[35] "Parlez à moi, sire au chaperon large."—C.L., l. 468.

[36] C.L., ll. 72-79, 172-196.

[37] M. Jonckbloët, who takes a less wide range, begins his selection or collection of the William saga with the Couronnement Loys.

[38] Jonckbloët, i. 73-111.

[39] Jonckbloët, i. 112-162.

[40] Enfances Vivien, ed. Wahlen and v. Feilitzer, Paris, 1886; Covenant Vivien, Jonckbloët, i. 163-213.

[41] Jonckbloët, i. 215 to end; separately, as noted above, by Guessard and de Montaignon, Paris, 1870.

[42] Foulques de Candie (ed. Tarbé, Reims, 1860) is the only one of this batch which I possess, or have read in extenso.

[43] See the quotation from Jean Bodel, [p. 26], note. The literature of the Arthurian question is very large; and besides the drawbacks referred to in the text, much of it is scattered in periodicals. The most useful recent things in English are Mr Nutt's Studies on the Legend of the Holy Grail (London, 1888); Professor Rhys's Arthurian Legend (Oxford, 1891); and the extensive introduction to Dr Sommer's Malory (London, 1890). In French the elaborate papers on different parts which M. Gaston Paris brings out at intervals in Romania cannot be neglected; and M. Loth's surveys of the subject there and in the Revue Celtique (October 1892) are valuable. Naturally, there has been a great deal in German, the best being, perhaps, Dr Kölbing's long introduction to his reprint of Arthour and Merlin (Leipzig, 1890). Other books will be mentioned in subsequent notes; but a complete and impartial history of the whole subject, giving the contents, with strictly literary criticism only, of all the texts, and merely summarising theories as to origin, &c., is still wanting, and sorely wanted. Probably there is still no better, as there is certainly no more delightful, book on the matter than M. Paulin Paris's Romans de la Table Ronde (5 vols., Paris, 1868-77). The monograph by M. Clédat on the subject in M. Petit de Julleville's new History (v. supra, [p. 23], note) is unfortunately not by any means one of the best of these studies.

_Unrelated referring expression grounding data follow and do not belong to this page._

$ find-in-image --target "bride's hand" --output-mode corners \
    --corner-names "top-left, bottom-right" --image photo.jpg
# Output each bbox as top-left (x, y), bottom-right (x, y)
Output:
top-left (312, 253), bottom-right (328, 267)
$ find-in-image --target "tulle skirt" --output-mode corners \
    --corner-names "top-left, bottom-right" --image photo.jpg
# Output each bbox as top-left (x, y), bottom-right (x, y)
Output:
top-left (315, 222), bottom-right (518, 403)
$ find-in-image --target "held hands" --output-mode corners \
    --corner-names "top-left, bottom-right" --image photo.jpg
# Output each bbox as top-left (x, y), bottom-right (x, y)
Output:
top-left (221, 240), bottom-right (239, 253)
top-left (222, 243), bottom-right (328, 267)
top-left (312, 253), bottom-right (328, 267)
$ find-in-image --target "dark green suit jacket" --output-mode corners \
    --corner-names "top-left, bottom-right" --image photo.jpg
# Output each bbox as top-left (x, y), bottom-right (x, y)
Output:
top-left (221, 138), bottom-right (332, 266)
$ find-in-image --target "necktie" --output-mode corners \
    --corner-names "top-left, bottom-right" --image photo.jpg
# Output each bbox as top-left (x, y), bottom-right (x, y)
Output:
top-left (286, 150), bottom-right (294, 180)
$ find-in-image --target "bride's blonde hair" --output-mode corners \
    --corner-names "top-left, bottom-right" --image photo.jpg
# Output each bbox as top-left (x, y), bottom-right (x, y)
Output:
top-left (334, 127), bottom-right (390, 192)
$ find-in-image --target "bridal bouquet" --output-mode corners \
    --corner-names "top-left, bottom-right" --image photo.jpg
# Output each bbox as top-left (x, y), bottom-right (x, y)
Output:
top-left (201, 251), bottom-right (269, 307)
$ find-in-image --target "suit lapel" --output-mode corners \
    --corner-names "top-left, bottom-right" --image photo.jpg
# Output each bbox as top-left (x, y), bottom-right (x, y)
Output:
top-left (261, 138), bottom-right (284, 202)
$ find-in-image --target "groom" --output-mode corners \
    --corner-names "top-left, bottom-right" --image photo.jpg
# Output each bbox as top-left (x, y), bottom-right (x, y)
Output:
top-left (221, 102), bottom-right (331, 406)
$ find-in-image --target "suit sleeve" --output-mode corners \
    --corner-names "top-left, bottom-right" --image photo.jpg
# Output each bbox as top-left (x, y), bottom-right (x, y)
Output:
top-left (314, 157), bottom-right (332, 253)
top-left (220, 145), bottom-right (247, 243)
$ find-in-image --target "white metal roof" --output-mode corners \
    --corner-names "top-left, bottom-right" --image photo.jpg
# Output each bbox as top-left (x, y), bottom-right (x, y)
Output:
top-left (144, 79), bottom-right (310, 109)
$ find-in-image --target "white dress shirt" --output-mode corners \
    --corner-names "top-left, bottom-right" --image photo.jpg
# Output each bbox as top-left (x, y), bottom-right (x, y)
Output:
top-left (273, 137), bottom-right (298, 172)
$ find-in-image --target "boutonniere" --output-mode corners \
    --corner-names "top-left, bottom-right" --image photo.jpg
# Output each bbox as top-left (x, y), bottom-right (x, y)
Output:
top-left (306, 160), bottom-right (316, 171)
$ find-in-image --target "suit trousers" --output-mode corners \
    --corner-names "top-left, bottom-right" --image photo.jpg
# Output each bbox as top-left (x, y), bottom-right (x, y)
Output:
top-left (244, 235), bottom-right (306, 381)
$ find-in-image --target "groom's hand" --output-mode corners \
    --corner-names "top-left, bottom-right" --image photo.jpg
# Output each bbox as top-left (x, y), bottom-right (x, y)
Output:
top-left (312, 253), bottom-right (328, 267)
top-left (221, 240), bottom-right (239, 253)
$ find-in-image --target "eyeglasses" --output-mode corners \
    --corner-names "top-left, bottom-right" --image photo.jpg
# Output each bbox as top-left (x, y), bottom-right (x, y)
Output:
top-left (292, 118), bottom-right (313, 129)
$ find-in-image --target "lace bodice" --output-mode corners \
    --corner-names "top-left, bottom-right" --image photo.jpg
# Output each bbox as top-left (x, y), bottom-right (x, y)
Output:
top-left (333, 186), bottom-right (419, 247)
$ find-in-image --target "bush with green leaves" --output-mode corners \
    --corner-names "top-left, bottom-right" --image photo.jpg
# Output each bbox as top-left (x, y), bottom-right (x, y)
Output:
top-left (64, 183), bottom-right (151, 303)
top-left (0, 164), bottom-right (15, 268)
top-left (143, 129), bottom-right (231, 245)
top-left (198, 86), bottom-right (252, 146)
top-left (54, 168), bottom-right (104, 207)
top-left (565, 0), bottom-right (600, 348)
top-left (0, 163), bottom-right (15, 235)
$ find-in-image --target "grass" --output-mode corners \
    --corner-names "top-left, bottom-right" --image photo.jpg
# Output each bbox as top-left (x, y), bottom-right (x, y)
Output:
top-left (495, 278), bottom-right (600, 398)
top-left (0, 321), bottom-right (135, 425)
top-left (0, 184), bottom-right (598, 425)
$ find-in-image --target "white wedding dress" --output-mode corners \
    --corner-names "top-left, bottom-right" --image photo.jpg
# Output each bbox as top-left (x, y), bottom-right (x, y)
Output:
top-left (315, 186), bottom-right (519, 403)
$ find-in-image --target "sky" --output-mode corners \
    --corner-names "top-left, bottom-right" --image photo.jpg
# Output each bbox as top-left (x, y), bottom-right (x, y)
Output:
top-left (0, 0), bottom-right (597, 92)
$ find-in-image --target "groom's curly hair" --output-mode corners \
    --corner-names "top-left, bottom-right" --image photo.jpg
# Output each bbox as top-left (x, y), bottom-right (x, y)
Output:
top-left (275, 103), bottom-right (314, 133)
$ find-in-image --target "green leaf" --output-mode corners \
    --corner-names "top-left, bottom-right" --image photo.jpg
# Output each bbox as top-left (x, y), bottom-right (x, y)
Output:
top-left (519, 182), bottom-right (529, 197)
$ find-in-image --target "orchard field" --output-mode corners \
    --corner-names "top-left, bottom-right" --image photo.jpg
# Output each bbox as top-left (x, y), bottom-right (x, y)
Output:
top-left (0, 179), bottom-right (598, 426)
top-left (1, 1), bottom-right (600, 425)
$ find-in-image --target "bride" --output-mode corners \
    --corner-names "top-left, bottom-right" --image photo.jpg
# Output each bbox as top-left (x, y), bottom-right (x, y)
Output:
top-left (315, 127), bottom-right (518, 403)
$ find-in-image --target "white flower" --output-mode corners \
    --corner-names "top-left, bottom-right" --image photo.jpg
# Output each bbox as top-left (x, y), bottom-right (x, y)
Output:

[44] The late Mr Skene, with great learning and ingenuity, endeavoured in his Four Ancient Books of Wales to claim all or almost all these place-names for Scotland in the wide sense. This can hardly be admitted: but impartial students of the historical references and the romances together will observe the constant introduction of northern localities in the latter, and the express testimony in the former to the effect that Arthur was general of all the British forces. We need not rob Cornwall to pay Lothian. For the really old references in Welsh poetry see, besides Skene, Professor Rhys, op. cit. Gildas and Nennius (but not the Vita Gildæ) will be found conveniently translated, with Geoffrey himself, in a volume of Bohn's Historical Library, Six Old English Chronicles. The E.E.T.S. edition of Merlin contains a very long excursus by Mr Stuart-Glennie on the place-name question.